• Friday Aug 10, 2012

    Brazil stands in Mexico's Olympic path

    By Michael Lewis


    LONDON -- Mexico stands on the cusp of history, 90 minutes away from becoming the first CONCACAF team to win a men's Olympic soccer gold medal. All it needs to do is beat Brazil.

    Beat a Brazil that has won the World Cup five times and every other major men's title except the Olympics. It's only won two silver medals and two bronze.

    "We need to be perfect if we want to win," Mexico coach Luis Fernando Tena said Friday.

    Mexico has never finished higher than fourth - when it hosted the Games in 1968, and it already is guaranteed a silver.

    But Tena won't be satisfied with runner-up status.

    "We already have the silver in our hands," he said, "but we are not content with this. We want to close the tournament going for the gold. We have the wherewithal to do it.

    "Brazil is a wonderful team. They are favorites. Yesterday I was reading [that Las Vegas] was taking bets against Mexico in favor of Brazil in huge margins. Mexico has a strong team and we trust ourselves."

    El Tri will have to trust itself without its best player at the Summer Games -- forward Giovani dos Santos, who is out with a muscle tear in his thigh. Dos Santos, who plays for Tottenham in the English Premier League in this city, has scored three goals (tied for third in scoring) and set up two others.

    "Unfortunately, Giovani, who is a great player, will not be able to play," Tena said. "He has played at a very high level.

    "He had dreams of playing in this game. He is sad. It is painful for him, the players and the team. But we have a very strong team that can overcome adversity."

    Despite much prodding Tena is not disclosing Dos Santos' replacement.

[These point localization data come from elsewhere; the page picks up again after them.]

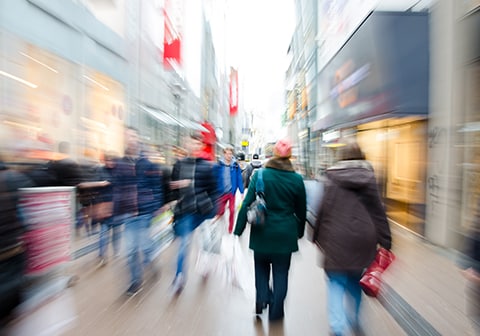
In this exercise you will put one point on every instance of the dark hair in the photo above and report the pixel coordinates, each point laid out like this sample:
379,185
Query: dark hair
351,151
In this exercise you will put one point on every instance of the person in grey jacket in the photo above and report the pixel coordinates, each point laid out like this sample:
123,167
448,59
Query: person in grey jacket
351,224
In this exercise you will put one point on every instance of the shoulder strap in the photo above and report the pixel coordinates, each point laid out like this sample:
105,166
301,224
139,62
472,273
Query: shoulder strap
260,186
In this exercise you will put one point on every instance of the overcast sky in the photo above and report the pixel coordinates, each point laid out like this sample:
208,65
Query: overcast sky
259,33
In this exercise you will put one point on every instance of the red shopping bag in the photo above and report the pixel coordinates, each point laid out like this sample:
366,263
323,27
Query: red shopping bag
371,280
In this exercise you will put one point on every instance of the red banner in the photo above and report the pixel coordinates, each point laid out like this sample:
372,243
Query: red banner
233,91
171,38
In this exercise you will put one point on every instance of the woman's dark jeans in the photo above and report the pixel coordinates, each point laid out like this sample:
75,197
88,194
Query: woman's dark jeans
279,264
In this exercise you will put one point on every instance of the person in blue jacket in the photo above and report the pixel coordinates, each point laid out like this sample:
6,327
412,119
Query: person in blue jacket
230,180
138,197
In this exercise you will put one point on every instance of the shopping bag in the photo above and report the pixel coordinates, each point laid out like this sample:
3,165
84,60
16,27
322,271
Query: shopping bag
211,232
161,232
209,260
371,280
237,269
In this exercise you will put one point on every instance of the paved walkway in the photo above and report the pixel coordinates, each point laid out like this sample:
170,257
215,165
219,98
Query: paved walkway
423,295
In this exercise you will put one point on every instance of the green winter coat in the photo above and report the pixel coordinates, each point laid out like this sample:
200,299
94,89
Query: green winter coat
286,209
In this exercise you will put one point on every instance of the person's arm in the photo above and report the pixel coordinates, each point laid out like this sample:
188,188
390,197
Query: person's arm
374,206
301,210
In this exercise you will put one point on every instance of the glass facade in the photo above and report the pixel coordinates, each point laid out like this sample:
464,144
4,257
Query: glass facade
46,99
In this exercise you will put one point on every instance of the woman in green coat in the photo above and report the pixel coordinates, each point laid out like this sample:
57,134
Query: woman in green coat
274,242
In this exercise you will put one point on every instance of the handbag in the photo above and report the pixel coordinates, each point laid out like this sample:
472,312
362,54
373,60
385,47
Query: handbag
371,280
257,211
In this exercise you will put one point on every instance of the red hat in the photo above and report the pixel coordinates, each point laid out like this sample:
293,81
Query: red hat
283,148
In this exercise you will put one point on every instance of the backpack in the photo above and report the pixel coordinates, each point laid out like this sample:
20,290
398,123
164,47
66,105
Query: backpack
257,211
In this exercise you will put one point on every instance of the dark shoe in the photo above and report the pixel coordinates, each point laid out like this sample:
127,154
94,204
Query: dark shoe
276,318
134,289
178,284
259,307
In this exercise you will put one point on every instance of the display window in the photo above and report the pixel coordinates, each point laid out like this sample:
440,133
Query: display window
46,100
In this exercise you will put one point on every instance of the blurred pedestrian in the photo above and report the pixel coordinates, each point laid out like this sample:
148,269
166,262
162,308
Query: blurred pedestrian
137,197
230,180
194,186
274,242
350,225
250,169
12,249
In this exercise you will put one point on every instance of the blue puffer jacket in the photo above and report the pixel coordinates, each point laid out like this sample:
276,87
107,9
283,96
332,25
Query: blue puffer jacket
150,196
236,179
137,186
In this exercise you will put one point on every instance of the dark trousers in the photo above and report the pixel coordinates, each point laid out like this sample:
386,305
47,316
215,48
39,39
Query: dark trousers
11,280
279,265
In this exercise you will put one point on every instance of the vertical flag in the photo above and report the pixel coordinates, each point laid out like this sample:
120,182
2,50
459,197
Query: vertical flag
233,91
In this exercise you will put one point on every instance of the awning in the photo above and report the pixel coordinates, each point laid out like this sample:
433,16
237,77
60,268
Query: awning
168,119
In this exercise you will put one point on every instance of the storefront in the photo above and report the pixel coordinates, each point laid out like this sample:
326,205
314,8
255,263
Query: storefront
376,90
46,99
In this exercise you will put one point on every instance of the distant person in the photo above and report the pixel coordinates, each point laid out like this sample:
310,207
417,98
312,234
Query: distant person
230,180
13,258
194,186
250,169
274,242
350,225
105,198
137,197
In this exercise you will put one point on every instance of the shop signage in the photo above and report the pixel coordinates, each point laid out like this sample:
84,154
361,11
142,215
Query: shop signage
381,70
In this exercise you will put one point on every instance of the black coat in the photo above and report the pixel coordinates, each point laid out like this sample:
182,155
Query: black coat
352,219
204,180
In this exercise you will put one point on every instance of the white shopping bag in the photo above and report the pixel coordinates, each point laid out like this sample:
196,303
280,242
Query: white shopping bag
237,267
161,232
211,232
209,259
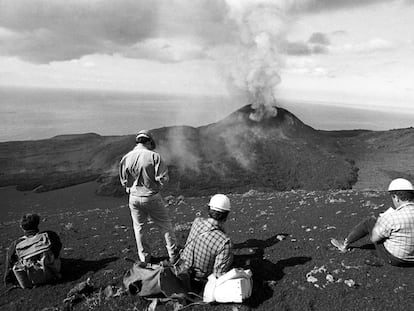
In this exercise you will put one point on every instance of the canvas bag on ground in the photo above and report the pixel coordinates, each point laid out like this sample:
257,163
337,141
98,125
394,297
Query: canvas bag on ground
154,281
37,263
234,286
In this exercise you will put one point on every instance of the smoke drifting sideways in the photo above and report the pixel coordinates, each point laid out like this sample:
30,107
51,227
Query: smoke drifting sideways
253,63
246,53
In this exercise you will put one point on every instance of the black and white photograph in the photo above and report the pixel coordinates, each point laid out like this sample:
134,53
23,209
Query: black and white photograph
208,155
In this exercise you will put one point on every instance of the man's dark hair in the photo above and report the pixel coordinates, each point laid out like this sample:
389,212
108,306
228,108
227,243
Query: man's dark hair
30,222
219,216
143,140
404,195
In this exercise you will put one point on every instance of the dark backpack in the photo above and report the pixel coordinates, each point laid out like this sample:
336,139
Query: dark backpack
36,262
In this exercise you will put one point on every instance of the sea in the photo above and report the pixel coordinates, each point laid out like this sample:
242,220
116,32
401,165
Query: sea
33,114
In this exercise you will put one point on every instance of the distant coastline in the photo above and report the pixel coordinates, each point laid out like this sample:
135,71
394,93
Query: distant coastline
33,114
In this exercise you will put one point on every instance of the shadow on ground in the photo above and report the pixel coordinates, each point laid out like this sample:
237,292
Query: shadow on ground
249,254
74,268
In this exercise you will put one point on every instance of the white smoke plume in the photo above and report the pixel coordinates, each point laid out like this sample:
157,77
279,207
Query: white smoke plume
254,63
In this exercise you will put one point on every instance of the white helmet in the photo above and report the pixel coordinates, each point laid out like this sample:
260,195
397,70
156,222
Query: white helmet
400,184
220,203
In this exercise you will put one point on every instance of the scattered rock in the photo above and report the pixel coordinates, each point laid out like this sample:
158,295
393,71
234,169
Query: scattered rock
350,283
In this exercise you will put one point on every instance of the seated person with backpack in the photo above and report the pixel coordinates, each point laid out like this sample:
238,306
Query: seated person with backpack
33,259
208,249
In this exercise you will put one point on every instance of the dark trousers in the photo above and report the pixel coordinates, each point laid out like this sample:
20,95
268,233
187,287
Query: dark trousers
364,228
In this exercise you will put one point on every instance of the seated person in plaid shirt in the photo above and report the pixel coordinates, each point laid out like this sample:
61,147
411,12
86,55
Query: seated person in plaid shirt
393,232
208,249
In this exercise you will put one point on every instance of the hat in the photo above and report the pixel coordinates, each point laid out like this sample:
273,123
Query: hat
400,184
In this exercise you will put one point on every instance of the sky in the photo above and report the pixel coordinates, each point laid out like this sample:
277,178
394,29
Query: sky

    "You will find out an hour before the match," he said. "We have thought about it and come to a decision and prepared. But I would rather put some mystery into this thing."

    There is no mystery that the players are not just playing for themselves, but for Mexicans back home.

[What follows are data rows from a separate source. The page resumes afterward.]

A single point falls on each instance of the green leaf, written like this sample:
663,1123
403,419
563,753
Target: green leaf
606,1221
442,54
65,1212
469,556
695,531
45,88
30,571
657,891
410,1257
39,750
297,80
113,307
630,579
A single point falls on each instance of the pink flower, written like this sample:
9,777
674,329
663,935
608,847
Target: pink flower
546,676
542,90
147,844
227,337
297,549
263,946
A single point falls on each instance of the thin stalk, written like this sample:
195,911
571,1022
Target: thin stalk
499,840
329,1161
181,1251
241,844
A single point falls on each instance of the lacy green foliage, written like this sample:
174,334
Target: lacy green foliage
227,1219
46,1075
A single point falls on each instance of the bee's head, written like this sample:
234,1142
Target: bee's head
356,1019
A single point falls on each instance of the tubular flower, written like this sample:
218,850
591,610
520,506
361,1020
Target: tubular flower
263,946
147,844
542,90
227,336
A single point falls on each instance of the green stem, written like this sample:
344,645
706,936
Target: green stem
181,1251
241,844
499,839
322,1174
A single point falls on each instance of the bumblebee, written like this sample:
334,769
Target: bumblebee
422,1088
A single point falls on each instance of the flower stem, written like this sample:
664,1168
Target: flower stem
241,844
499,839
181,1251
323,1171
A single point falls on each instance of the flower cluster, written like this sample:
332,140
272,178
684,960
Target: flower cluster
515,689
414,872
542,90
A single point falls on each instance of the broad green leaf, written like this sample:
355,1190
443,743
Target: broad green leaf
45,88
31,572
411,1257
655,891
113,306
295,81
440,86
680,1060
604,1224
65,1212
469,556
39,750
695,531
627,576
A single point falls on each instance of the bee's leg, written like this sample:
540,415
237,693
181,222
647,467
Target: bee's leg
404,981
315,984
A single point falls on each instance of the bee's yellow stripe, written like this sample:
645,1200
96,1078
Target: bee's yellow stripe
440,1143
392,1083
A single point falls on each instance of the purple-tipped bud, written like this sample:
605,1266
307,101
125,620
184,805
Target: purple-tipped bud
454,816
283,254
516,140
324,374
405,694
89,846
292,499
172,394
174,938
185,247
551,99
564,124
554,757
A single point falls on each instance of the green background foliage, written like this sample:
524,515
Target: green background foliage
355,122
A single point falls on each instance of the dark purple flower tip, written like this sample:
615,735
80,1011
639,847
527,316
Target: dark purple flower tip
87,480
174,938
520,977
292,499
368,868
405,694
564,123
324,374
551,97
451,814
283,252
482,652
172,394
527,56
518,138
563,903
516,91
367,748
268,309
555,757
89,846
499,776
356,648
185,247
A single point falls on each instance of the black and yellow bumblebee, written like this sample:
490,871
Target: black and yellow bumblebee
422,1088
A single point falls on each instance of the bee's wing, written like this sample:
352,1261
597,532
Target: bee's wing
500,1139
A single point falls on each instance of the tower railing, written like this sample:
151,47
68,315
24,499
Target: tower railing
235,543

    "We are very happy to do this for the Mexican people," he said. "We are trying to give pleasure and emotion and spiritual needs for those following the Mexican team. These things are so much needed by Mexicans right now."

    Mexico has enjoyed success against Brazil - winning three of their last five meetings -- at the senior level.

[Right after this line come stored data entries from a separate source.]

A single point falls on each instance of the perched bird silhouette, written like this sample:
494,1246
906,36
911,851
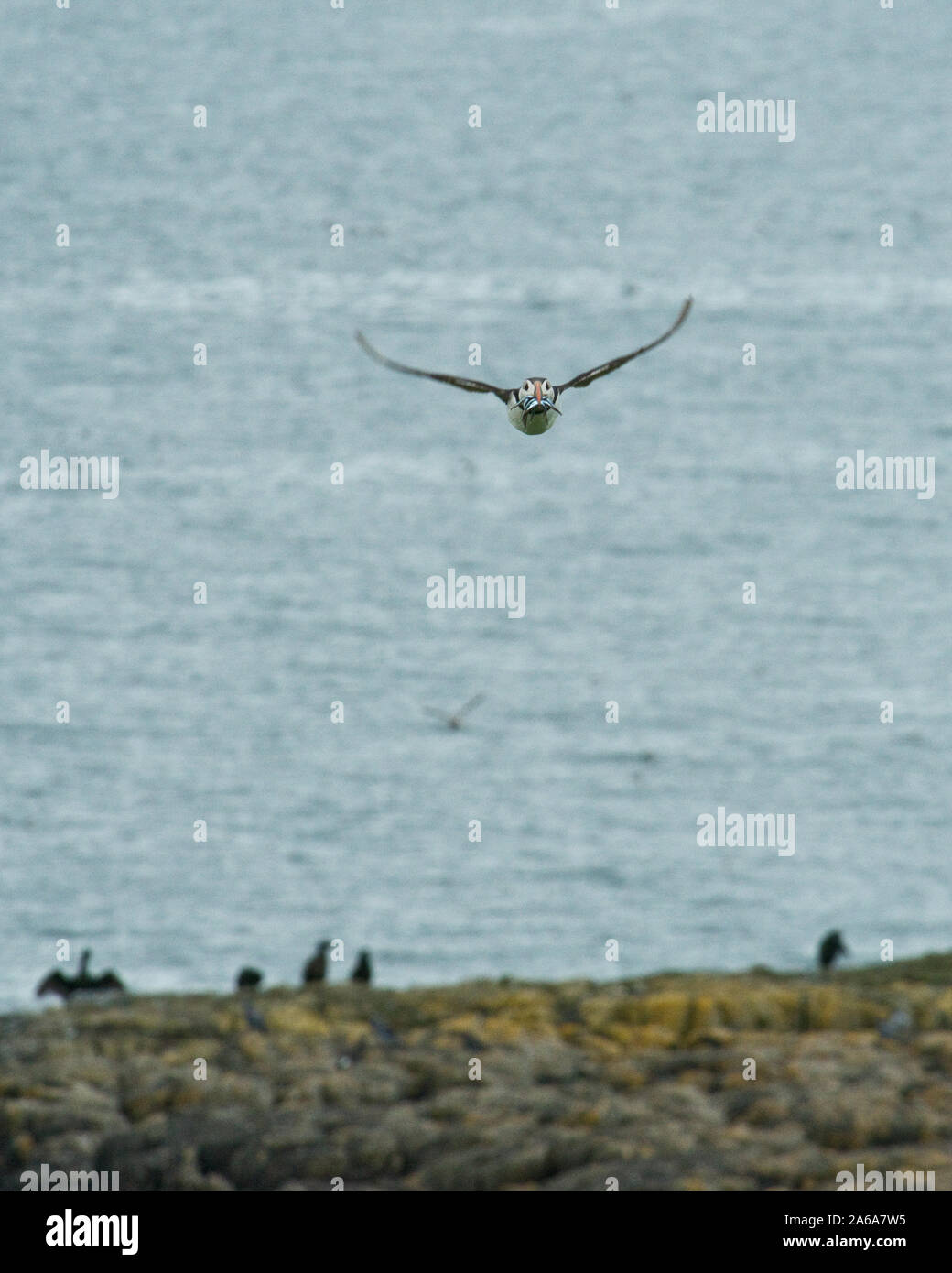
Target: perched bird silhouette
316,968
384,1032
532,405
362,969
456,720
830,947
58,983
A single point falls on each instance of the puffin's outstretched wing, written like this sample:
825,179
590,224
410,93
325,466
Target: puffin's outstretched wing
584,378
461,382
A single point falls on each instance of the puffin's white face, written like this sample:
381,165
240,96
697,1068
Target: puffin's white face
532,407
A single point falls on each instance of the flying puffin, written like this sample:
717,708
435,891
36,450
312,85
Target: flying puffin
455,721
532,407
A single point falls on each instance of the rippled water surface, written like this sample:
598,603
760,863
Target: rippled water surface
317,593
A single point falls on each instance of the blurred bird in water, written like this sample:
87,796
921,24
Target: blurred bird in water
830,947
316,968
456,720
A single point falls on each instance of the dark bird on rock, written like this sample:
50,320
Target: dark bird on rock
58,983
362,969
316,968
830,947
532,407
254,1020
455,721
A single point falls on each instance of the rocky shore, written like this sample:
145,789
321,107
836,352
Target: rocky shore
579,1083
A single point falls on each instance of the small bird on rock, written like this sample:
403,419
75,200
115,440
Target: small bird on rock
362,969
830,947
316,968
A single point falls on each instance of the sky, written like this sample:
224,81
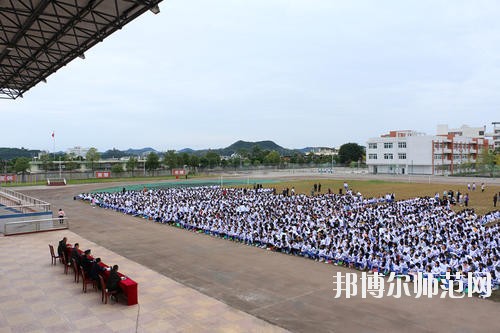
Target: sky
204,74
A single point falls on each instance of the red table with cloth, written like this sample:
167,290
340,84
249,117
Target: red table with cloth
127,285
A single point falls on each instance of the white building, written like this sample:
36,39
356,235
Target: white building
410,152
78,151
496,134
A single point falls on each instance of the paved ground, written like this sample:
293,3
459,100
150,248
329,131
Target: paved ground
291,292
37,297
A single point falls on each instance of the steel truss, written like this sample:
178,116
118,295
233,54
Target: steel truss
37,37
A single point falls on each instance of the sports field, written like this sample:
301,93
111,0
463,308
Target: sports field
481,202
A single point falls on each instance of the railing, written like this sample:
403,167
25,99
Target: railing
30,226
7,197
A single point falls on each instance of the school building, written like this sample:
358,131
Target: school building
410,152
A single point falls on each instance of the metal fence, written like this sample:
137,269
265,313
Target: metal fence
22,202
30,226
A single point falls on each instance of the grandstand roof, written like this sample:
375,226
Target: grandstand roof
37,37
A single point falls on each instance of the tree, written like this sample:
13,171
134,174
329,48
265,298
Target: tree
131,164
117,168
350,152
47,163
487,160
213,159
22,165
92,157
152,161
171,159
194,161
272,158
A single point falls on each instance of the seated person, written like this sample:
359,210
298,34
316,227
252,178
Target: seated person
75,254
61,249
113,280
95,271
86,262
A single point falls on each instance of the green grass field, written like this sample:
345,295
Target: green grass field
481,202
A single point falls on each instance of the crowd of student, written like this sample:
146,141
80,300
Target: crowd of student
406,237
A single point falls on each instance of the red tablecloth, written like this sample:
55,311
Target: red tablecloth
128,286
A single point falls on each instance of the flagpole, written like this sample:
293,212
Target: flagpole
54,145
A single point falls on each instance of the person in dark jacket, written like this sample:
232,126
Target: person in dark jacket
61,249
113,279
86,261
75,254
95,271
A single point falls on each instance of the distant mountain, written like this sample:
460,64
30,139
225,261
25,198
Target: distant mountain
11,153
306,149
240,146
248,146
186,150
140,152
310,149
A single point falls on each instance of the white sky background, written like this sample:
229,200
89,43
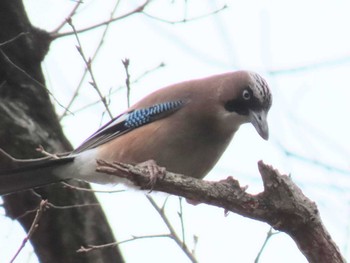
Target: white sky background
302,48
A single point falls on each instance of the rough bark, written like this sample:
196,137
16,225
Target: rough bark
27,119
282,204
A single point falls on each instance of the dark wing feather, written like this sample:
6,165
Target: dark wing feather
127,122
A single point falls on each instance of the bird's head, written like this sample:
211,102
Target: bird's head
251,100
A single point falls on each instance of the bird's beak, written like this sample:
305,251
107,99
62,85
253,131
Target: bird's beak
259,121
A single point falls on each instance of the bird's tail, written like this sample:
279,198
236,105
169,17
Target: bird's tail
17,175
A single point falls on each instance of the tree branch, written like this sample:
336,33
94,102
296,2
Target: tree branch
282,204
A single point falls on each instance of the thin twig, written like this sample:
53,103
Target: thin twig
136,10
185,19
99,46
180,214
173,233
69,17
13,39
69,186
126,63
39,212
90,248
89,68
270,233
121,87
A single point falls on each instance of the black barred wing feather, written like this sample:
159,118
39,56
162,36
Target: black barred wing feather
129,121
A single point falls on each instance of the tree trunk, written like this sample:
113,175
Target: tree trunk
27,120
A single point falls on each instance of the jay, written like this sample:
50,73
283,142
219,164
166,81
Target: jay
184,127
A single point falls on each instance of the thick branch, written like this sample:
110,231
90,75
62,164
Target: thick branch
282,204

    "They are a great team," Brazilian forward Neymar said. "They have been together for a long time and it will be a tough game. They have great players but so do we. We have prepared well and hopefully we can show on Saturday that we are the winners."

    Like most Brazilian teams, this one has many weapons. Leandro Damiao leads all scorers in the men's competition with six goals, but this team lives and dies by the creative ability of Neymar.

    "We do worry about Neymar but we haven't thought about personal marking. We think about zones," Tena said. "They have huge players, not just Neymar. They have Oscar, Rafael and Marcelo."